10 Jul 2024



Sun, clouds and sea, Isle of Barra

In the book Bittersweet – how sorrow and longing make us whole by Susan Cain, the author explores something you might recognise immediately, just by reading the title, especially if you’re the kind of person who’s drawn to what is poignant in life. This set me thinking astrologically about which planet or planets might be associated with what is bittersweet in life, and I came up with strong possibilities for these being Moon, Venus and Neptune, but of course it doesn't stop there and readers may have their own ideas - if so, please share/comment.

In astrological psychology, the Moon represents the sense of self we gain through our feelings and emotions, and in the natal chart it can indicate how we might go about getting our emotional needs met. The Moon is also an indicator of the inner child. It can signify our spontaneous and fun-loving child-like responses, and it also acts like a mirror, reflecting what's going on around us because it can sense and pick up on atmospheres and feelings very easily. It's an important sensing tool, the part of us that feels.

Venus represents the drive to be selective and choose, using discrimination. Venus is associated with our ability to form relationships, to develop and express our aestheic tastes and preferences, to pursue what is harmonious and beautiful and, as a sensory organ, to use our physical sense of taste. The energies of Venus will be as fully engaged when you're eating a meal, as when you're visiting an art gallery, deciding on a colour scheme, listening to a piece of music or forming a new friendship. And, of course, falling in love.

Neptune notches things up to a higher and often far more inclusive level. Neptune is most likely to be the source of kindness, unconditional acceptance and non-judgemental love at its highest level - the level of mind - where "there is a desire for universal love as the highest ideal"  to quote from their book, The Planets, by Bruno and Louise Huber. 

On Neptune, they continue, "There is a heightened sensitivity and a refined awareness of communication (empathy) that breaks through all walls and flows from heart to heart.This is what Assagioli called loving understanding".

Could this be you, or me, putting this loving understanding into action and remembering to do and be this in our everyday lives? Of course, we all lapse, but if we forget about being kind, pleasant, helpful, inclusive and positive towards others, we stand in line to get an unpleasant reminder if the vitriol comes out in response! 
So how does this fit in with the idea of bittersweet?

Merriam-Webster’s dictionary defines Bittersweetness as

a tendency to states of longing, poignancy, and sorrow; an acute awareness of passing time; and a curiously piercing joy at the beauty of the world.”

To that I’d add yearning, the desire to be reunited with something or someone who is no longer there, or to search after an elusive goal, place or state of mind which we seek in order to feel whole, fufilled or spirit-full. Bittersweet includes both the light and the dark, exploring how the combination and meeting of sadness and joy can trigger our own creativity and open a portal to something greater than our personal selves. It can be transformative, and can be recognised as something we already “knew” when we meet it (but had forgotten about).

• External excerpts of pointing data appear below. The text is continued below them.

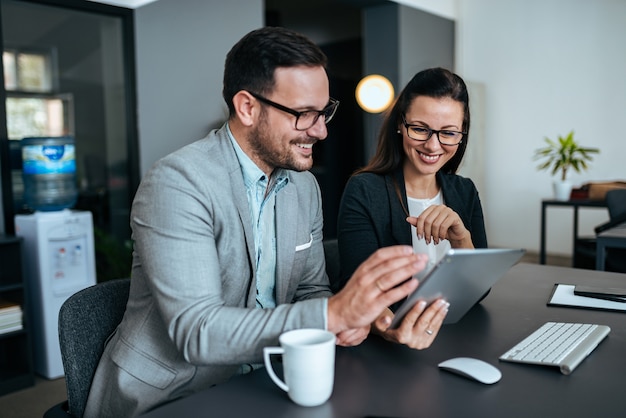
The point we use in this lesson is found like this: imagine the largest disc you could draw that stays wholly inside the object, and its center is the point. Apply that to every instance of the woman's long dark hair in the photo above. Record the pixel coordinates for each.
(433, 82)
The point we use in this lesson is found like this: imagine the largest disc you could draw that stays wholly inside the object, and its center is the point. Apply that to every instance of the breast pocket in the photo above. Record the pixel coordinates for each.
(306, 245)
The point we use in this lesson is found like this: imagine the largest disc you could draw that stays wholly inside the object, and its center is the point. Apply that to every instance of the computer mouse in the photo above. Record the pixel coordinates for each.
(472, 368)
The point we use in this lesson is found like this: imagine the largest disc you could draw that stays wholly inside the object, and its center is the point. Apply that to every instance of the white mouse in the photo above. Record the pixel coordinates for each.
(472, 368)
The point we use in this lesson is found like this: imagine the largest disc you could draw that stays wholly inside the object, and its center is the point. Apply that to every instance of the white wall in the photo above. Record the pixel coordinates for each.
(548, 66)
(181, 47)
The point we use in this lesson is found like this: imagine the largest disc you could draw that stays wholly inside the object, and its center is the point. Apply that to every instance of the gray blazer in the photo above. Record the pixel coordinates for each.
(191, 319)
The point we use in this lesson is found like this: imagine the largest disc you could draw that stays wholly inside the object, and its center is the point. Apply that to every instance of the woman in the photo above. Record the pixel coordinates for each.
(409, 193)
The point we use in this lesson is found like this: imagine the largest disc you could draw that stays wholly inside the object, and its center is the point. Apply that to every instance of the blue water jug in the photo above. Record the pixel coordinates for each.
(49, 173)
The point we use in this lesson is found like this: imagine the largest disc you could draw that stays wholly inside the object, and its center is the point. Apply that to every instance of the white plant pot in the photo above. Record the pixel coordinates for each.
(562, 189)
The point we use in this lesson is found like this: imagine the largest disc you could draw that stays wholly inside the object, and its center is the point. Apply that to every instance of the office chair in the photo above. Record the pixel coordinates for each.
(86, 320)
(585, 251)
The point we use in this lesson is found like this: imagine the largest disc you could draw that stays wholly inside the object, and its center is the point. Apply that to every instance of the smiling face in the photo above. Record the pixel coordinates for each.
(274, 141)
(425, 158)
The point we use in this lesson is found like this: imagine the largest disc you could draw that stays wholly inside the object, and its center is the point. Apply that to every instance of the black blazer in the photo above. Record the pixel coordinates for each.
(371, 216)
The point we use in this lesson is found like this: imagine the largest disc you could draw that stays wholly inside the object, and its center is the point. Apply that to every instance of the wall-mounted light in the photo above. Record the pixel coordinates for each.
(374, 93)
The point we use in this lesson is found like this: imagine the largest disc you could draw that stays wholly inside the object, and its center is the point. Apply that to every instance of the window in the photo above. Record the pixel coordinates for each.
(27, 71)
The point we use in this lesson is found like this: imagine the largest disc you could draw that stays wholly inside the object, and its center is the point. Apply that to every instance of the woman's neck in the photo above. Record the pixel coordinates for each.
(419, 186)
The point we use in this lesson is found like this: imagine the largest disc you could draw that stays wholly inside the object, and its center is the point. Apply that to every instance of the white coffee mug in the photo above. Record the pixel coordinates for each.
(308, 365)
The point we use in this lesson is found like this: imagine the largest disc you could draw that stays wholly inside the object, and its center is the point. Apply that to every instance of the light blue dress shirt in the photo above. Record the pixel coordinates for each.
(261, 192)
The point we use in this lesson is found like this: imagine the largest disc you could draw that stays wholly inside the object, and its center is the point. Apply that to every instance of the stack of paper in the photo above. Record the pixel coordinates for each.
(10, 316)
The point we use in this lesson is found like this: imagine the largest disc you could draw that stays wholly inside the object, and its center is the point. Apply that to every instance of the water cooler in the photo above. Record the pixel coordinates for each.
(60, 260)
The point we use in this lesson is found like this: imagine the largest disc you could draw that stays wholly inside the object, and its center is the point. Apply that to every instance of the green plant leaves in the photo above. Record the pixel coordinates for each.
(563, 154)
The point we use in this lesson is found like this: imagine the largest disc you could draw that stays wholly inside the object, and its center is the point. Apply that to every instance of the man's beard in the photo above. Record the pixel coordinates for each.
(273, 155)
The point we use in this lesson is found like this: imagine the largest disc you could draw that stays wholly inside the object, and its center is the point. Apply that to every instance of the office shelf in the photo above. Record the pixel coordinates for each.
(16, 362)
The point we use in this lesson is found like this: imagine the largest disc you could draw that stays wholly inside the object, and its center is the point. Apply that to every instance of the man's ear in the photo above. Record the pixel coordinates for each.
(247, 108)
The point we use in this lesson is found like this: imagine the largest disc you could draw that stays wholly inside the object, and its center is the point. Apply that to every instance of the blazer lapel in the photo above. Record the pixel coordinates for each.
(400, 229)
(286, 233)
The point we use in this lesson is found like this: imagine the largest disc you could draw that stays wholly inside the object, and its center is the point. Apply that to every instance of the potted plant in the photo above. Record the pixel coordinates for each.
(561, 155)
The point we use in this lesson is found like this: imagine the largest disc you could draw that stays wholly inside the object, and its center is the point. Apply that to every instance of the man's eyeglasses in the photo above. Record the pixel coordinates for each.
(307, 118)
(423, 134)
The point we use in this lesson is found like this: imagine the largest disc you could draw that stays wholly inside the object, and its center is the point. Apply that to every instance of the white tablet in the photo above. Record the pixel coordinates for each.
(462, 277)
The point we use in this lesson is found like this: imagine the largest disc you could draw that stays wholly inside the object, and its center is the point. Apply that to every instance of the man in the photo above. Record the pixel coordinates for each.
(228, 241)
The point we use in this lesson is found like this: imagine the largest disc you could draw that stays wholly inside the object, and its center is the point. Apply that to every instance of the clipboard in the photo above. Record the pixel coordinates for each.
(563, 295)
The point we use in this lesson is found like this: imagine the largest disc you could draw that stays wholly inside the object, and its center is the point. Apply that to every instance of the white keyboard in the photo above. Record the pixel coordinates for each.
(560, 344)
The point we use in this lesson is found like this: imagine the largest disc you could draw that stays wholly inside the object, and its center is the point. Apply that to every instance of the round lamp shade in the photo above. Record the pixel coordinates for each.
(374, 93)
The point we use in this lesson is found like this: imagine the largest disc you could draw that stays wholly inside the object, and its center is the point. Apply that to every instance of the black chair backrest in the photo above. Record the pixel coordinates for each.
(616, 203)
(86, 320)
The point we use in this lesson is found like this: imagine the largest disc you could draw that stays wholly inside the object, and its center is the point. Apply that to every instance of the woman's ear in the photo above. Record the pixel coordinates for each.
(247, 108)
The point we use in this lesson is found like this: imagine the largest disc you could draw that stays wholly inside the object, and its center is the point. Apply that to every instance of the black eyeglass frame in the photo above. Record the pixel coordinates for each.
(328, 112)
(431, 132)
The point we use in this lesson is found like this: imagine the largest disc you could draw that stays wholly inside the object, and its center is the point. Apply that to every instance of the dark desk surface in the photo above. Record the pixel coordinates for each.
(382, 379)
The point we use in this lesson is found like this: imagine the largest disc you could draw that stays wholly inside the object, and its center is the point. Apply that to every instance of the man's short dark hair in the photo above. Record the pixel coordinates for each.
(251, 63)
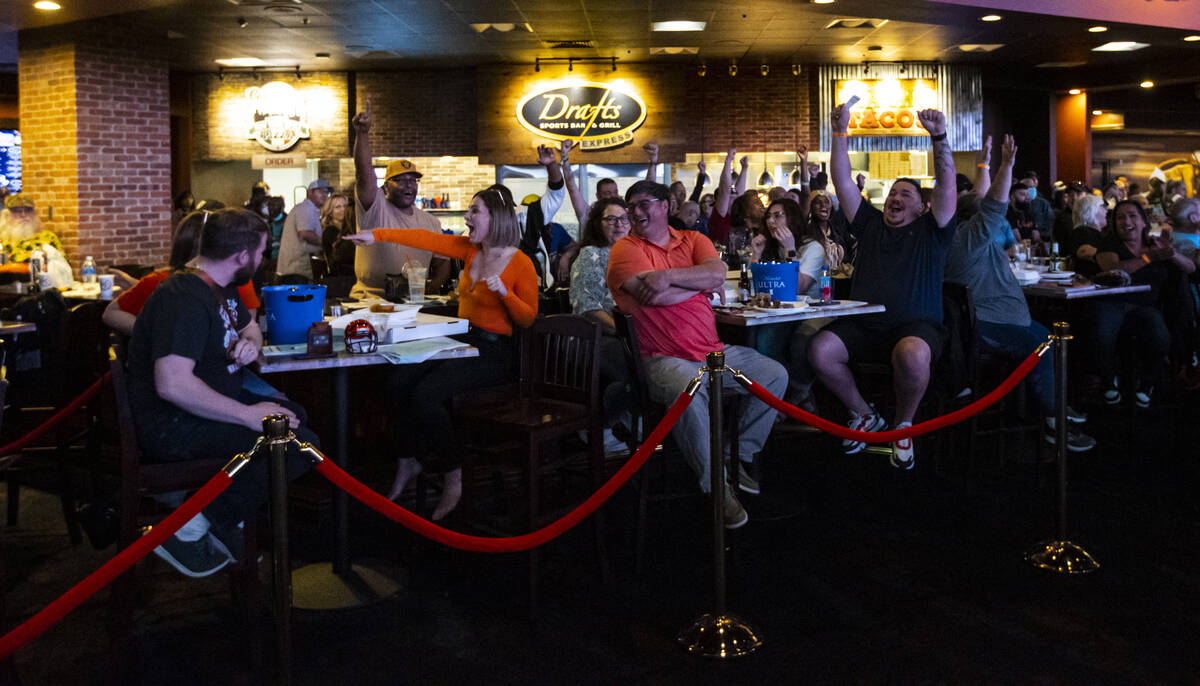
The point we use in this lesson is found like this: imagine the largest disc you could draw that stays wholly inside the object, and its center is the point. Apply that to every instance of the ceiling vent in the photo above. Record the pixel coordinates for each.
(856, 23)
(567, 44)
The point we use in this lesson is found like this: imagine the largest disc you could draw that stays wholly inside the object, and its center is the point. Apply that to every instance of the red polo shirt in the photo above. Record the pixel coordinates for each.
(685, 330)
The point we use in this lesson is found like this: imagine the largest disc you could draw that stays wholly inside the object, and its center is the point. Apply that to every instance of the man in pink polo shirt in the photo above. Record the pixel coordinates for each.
(661, 277)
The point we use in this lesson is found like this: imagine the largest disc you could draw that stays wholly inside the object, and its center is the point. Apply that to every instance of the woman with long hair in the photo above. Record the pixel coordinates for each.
(497, 292)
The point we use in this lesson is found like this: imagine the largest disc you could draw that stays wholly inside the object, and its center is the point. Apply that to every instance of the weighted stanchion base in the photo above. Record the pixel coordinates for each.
(720, 636)
(1062, 557)
(317, 588)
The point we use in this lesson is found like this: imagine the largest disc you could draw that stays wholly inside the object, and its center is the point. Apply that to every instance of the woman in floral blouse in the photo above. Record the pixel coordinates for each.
(607, 223)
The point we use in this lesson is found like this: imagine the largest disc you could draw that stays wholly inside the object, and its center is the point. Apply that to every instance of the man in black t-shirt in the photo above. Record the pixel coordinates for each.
(899, 263)
(186, 387)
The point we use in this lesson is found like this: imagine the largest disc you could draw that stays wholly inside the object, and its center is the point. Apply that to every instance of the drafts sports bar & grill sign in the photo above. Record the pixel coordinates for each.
(595, 115)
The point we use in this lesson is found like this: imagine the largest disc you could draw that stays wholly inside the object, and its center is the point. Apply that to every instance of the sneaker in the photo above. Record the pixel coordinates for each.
(735, 513)
(901, 451)
(1113, 393)
(863, 422)
(1077, 441)
(747, 482)
(229, 540)
(1143, 396)
(196, 559)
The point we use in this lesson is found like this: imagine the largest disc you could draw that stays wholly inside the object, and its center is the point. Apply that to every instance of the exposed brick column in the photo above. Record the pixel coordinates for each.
(96, 134)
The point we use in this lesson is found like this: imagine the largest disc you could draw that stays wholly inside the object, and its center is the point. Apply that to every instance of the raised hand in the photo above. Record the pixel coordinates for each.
(984, 155)
(652, 151)
(933, 120)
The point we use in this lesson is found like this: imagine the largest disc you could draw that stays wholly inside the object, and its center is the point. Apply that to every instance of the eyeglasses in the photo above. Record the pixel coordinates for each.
(645, 205)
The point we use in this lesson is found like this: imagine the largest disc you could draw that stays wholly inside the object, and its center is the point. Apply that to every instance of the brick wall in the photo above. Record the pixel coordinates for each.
(420, 113)
(46, 89)
(96, 138)
(220, 118)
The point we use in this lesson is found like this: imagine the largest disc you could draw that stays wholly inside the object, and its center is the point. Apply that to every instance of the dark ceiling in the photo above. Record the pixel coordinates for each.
(420, 34)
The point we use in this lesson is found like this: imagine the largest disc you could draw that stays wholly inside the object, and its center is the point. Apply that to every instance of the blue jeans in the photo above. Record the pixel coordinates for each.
(1015, 343)
(667, 378)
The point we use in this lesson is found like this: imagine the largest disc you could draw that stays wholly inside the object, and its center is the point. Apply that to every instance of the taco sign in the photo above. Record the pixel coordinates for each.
(279, 115)
(595, 115)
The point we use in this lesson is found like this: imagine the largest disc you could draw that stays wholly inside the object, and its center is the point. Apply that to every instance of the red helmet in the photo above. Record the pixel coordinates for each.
(360, 337)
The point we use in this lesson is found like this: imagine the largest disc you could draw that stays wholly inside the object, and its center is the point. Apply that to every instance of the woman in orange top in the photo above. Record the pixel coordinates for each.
(497, 290)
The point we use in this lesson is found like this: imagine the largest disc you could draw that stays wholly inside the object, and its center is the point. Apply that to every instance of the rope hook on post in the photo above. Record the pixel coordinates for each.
(718, 633)
(1060, 554)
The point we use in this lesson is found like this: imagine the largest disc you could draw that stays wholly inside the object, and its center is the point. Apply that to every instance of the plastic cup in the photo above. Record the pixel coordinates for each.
(106, 286)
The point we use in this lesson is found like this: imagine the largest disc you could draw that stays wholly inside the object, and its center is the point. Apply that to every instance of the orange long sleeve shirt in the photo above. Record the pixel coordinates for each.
(477, 302)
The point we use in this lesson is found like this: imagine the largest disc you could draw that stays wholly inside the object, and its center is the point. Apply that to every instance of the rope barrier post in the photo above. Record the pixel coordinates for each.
(275, 428)
(1060, 554)
(718, 633)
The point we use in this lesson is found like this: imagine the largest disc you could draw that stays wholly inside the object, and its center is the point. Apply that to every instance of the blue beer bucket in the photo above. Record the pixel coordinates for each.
(779, 278)
(291, 311)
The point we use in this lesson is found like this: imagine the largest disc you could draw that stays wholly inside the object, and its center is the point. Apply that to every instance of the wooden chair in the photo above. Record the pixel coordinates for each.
(558, 396)
(139, 481)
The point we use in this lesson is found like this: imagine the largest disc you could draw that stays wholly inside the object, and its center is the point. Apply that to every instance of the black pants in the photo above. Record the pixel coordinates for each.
(419, 398)
(189, 437)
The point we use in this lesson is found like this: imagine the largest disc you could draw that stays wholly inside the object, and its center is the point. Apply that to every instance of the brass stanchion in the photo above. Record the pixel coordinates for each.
(275, 428)
(1060, 554)
(718, 633)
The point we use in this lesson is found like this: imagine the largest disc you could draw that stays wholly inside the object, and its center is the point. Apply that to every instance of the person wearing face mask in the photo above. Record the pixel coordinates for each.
(187, 385)
(394, 210)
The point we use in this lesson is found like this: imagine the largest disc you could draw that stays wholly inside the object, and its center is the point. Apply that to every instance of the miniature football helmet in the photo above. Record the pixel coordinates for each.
(361, 337)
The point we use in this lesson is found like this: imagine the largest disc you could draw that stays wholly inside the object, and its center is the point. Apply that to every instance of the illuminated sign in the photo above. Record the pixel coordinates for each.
(593, 114)
(279, 115)
(887, 107)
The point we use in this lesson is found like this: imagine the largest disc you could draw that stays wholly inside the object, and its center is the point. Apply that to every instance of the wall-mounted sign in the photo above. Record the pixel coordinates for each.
(593, 114)
(279, 115)
(887, 107)
(285, 161)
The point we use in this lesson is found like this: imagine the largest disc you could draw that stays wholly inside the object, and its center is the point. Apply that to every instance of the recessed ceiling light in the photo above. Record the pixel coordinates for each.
(240, 62)
(677, 25)
(1120, 47)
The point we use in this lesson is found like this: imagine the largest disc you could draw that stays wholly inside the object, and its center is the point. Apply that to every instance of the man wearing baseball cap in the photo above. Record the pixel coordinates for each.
(301, 236)
(395, 210)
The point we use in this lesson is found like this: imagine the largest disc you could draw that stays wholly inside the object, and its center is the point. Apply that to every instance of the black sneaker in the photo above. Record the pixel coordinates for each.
(193, 559)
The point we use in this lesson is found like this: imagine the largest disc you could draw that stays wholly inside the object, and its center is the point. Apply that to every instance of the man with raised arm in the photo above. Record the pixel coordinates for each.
(663, 277)
(373, 263)
(978, 260)
(899, 264)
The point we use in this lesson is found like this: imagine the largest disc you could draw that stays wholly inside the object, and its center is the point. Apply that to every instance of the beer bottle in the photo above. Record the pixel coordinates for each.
(744, 283)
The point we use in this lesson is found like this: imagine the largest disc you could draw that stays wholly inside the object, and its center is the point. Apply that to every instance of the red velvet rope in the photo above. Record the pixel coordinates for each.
(34, 626)
(15, 446)
(935, 423)
(515, 543)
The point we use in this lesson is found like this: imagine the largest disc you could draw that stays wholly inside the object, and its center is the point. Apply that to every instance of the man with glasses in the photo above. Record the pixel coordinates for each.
(373, 263)
(663, 277)
(301, 236)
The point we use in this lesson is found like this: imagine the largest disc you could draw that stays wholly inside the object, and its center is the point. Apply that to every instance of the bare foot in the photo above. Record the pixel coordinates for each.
(451, 491)
(406, 469)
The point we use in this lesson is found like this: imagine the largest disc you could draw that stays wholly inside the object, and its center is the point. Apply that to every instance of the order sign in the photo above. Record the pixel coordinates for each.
(887, 107)
(595, 115)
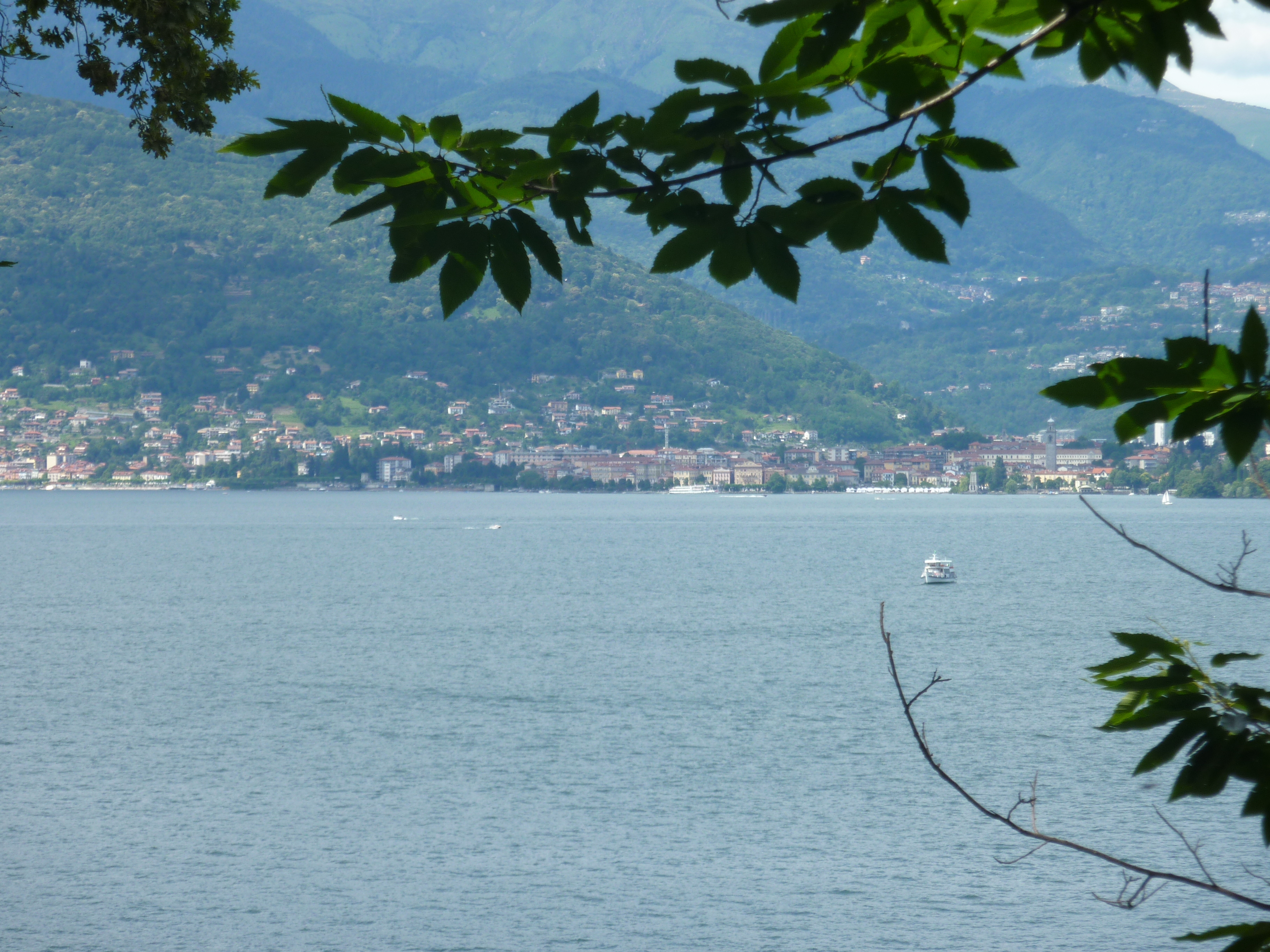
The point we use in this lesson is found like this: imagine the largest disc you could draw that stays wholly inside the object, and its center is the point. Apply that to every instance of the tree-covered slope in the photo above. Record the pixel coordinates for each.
(183, 257)
(1141, 177)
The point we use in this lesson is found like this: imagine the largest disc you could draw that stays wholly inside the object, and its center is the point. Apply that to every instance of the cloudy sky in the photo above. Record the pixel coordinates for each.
(1236, 68)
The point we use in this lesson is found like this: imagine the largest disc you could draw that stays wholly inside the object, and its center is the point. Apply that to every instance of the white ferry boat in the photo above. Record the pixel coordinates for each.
(939, 572)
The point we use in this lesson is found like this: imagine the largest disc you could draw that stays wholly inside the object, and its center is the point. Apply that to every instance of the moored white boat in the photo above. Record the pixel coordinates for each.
(939, 572)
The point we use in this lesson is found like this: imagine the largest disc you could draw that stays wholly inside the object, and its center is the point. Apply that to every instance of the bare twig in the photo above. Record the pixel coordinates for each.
(1230, 574)
(1255, 876)
(1137, 878)
(1135, 899)
(1193, 850)
(1221, 586)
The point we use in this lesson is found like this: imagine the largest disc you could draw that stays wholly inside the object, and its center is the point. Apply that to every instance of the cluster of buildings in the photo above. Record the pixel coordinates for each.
(570, 413)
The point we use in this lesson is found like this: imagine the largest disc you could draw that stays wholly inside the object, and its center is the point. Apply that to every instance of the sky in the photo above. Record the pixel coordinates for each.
(1237, 68)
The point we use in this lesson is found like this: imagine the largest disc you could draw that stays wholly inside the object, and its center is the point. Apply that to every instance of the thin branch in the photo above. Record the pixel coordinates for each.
(1192, 850)
(1220, 586)
(895, 157)
(1135, 899)
(1020, 858)
(865, 101)
(1255, 876)
(1141, 875)
(1230, 574)
(920, 110)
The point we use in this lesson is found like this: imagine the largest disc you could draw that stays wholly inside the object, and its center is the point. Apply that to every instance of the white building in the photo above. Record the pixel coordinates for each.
(393, 469)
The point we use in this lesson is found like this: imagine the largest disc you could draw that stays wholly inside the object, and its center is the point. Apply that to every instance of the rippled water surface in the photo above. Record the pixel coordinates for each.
(288, 721)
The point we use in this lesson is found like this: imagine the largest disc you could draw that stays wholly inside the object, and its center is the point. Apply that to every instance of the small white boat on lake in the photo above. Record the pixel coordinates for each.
(939, 572)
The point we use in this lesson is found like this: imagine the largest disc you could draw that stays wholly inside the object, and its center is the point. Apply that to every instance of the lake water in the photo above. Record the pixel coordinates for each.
(288, 721)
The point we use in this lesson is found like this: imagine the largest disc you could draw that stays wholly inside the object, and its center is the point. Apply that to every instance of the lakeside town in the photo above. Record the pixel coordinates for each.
(139, 449)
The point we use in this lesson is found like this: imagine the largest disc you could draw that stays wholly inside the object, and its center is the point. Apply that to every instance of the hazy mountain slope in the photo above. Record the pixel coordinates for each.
(638, 42)
(1138, 174)
(292, 60)
(182, 256)
(1250, 125)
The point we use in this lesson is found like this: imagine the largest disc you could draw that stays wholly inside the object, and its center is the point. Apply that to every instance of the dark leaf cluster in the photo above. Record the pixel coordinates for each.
(167, 59)
(1222, 729)
(1197, 385)
(463, 200)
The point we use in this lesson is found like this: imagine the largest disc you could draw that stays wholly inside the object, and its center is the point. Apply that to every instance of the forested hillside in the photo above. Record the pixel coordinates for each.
(1117, 192)
(182, 258)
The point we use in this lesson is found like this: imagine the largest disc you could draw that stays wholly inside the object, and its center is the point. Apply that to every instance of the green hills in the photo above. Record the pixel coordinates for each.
(181, 261)
(1119, 197)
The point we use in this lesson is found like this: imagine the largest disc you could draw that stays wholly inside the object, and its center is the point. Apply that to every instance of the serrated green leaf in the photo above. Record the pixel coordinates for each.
(855, 228)
(465, 266)
(980, 154)
(778, 11)
(415, 131)
(582, 113)
(1250, 937)
(914, 231)
(731, 264)
(684, 251)
(783, 51)
(1241, 428)
(1080, 391)
(712, 72)
(509, 263)
(366, 119)
(1253, 346)
(456, 284)
(371, 205)
(298, 177)
(486, 139)
(947, 187)
(446, 131)
(539, 243)
(306, 134)
(774, 262)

Bittersweet is found in sad (often beautiful) music with minor key notes…..in browsing old family photographs…..in rainy days….in intense reactions to music, art, nature and beauty, and is often accompanied by goosebumps. I’d add, based on my own experience of bittersweet, that a flash of insight, or a sudden recognition of a half-remembered, dream-like something from the past could be bittersweet too.

The book contains a short quiz to help the reader identify whether or not they are a bittersweet type, and it’s also available on line, as is her curated list of bittersweet music. You may want to try that out.

Cain shares examples of bittersweet experiences in her own life and draws on the experiences of others she meets during her thorough research for this book. She shows how a bittersweet state of mind is the quiet force which helps us transcend our personal and collective pain, whether from a death or breakup, addiction or illness. She asserts that if we don’t acknowledge our own heartache we can end up inflicting it on others, maybe through abuse, domination, or neglect. Once we realise that all humans know—or will know—loss and suffering, we can turn toward one another, rather than turn away, and connect with joy as well as sadness in a bittersweet moment.

I’ll share a couple of quotes from the book. If you read it, I hope you gain as much from it as I did:

Most of all, bittersweetness shows us how to respond to pain: by acknowledging it, and attempting to turn it into art, the way musicians do, or healing, or innovation, or anything else that nourishes the soul.

The love you lost, or the love you wished for but never had: that love exists eternally. It shifts its shape, but it’s always there. The task is to recognise it in its new form.

For more info see Susan Cain’s website

1 comment:

Joyce Hopewell said...

I've just done the quiz and my score came out as 5.9

The scores are anaylsed - give the quiz a go and see if you're a poignant type or not - there's no right or wrong!